A Duel centre dose-Ranging trial of Emmelle (dextrin sulphate) gel in preparation for an African Microbicide trial
Testing the safety of a vaginal gel to prevent HIV infection before it is used more widely in Africa
What was this study about?
One way in which researchers are trying to prevent the spread of HIV is through a gel which a woman inserts into her vagina before having sexual intercourse. Such a gel would be useful for people who cannot, or do not want to, practice abstinence or use condoms. They could be of particular value to women, especially in developing countries where the incidence of HIV-AIDS is high. A number of gels have been tested to date.
The DREAM trial aimed to look at the safety of a gel containing dextrin sulphate (DS, also called Emmelle). It followed the SHIELD trial. The DREAM trial looked for the highest possible dose of Emmelle that would be safe to give in a vaginal gel.
This trial had 2 parts. In the first part of the trial, HIV negative women were randomised into 3 groups:
- Women in the first group were given a gel which contained 4% DS
- Women in the second group were given a gel which contained 1% DS
- Women in the third group were given a placebo gel
After this first part, researchers agreed to continue to test the 4% gel. In this second part of the trial:
- One group of HIV negative women were given the 4% gel
- A second group of HIV negative women were given a placebo
- A group of HIV positive women were given the 4% gel
What difference did this study make?
Researchers were surprised by the number of women who had some spotting (bleeding) between their periods in the first part of this trial. But more women who used the placebo gel had spotting than those who used the gel which contained DS.
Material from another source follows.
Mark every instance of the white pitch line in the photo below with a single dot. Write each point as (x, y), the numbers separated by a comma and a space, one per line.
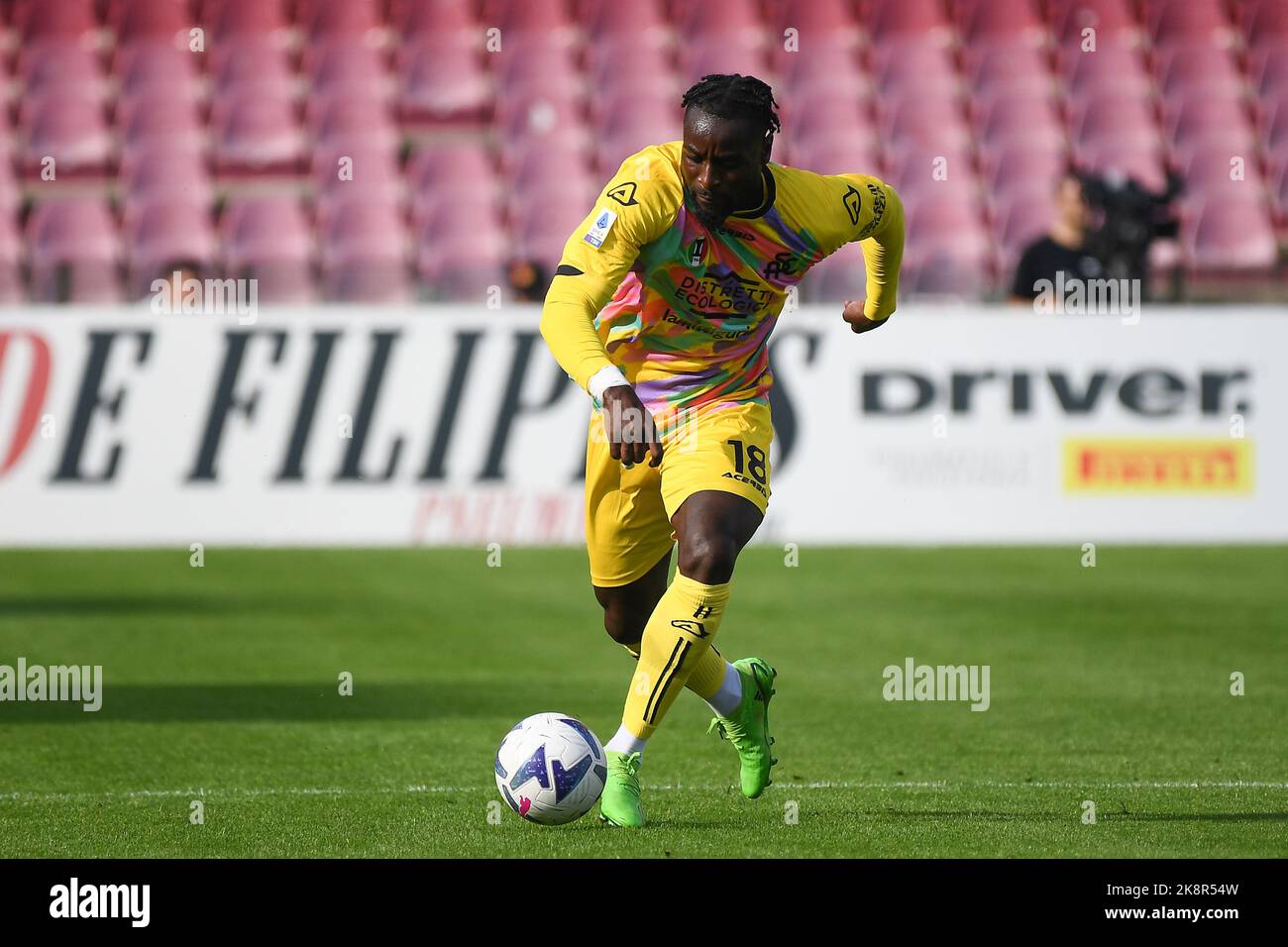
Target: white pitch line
(941, 785)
Because of this finding, researchers included a new group to the second part of the trial. This group were given no gel and acted as a control group. In this second part of the trial, we found that women who had the 4% gel had significantly more bleeding between their periods than those who received no gel.
Overall, it seemed that the bleeding did not seem related to the DS itself. It was therefore decided to continue with the next trial, MIA 001, after amending the design of this slightly and ensuring that a safety review took place early on in the trial.
Type of study
Who funded the study?
The drugs company ML Laboratories PLC.
When did it take place?
This study began recruiting people in 2000 and closed in 2001. The results were published in 2002.
Where did it take place?
Women attended centres in Antwerp and London.
Who was included?
50 HIV negative women took part in the first part of this trial. 30 HIV negative women took part in the second part of this trial. 20 HIV positive women took part in the second part of this trial.